SEN BENİM HER ŞEYİMSİN

Hayatını kafasına göre, sadece anı düşünerek geçiren Sedat’ın bir gün kapısı çalınır ve karşısında kucağında bir bebekle eski sevgilisini bulur. Ancak eski sevgilisi çocuğu oraya beraber yetiştirmek için değil tüm sorumluluğunu Sedat’a bırakıp kaçmak için gelmiştir. Bir anda kendini elinde bebek pusetiyle baba olarak bulan Sedat zaman içinde çocuğu için elinden gelen her şeyi yapan bir adama dönüşür. Ancak bir gün çocuğun annesi geçmiş kararından pişman olup ortaya çıkar ve çocuğun velayetini kendine ister. Sedat tek başına büyüttüğü kızının kendinden alınmaması için yol aramaya başlar.

Yani yerli film Sen Benim Her Şeyimsin’in konusu böyle ama orijinal değil.
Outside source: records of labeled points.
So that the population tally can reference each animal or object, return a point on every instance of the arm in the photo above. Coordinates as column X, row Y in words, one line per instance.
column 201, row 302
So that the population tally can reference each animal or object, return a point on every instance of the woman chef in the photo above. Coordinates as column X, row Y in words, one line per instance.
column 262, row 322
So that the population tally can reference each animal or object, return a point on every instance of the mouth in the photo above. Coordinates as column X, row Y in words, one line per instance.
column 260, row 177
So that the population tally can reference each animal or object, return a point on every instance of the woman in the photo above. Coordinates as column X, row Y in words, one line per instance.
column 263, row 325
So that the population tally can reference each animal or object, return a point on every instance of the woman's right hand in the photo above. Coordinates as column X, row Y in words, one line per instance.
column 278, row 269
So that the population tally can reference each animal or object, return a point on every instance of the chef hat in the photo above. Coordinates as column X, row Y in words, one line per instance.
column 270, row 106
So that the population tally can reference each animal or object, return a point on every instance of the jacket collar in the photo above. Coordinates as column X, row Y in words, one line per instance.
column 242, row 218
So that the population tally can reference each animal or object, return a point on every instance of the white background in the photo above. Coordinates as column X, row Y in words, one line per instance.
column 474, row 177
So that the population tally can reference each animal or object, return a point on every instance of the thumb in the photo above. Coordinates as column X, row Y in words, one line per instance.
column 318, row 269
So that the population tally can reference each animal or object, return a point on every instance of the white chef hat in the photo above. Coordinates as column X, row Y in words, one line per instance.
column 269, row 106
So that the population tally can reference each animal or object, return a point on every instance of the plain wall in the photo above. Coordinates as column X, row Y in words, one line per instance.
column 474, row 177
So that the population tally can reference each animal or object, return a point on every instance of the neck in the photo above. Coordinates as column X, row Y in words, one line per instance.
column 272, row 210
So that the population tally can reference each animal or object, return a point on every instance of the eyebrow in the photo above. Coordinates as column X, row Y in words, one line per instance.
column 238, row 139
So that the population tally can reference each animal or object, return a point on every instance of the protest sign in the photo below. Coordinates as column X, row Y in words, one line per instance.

Meksika yapımı Instructions Not Included filminin neredeyse birebir yerli yapımı. Yanlış anlaşılmasın, çalıntı bir senaryo değil: Tolga Çevik parası neyse vermiş almış. Ancak onun yerine senaryolarına alıcı bulmak için çırpınan senarist adaylarını da biraz dinlese belki sinemamıza orijinal bir fikir katabilirmiş.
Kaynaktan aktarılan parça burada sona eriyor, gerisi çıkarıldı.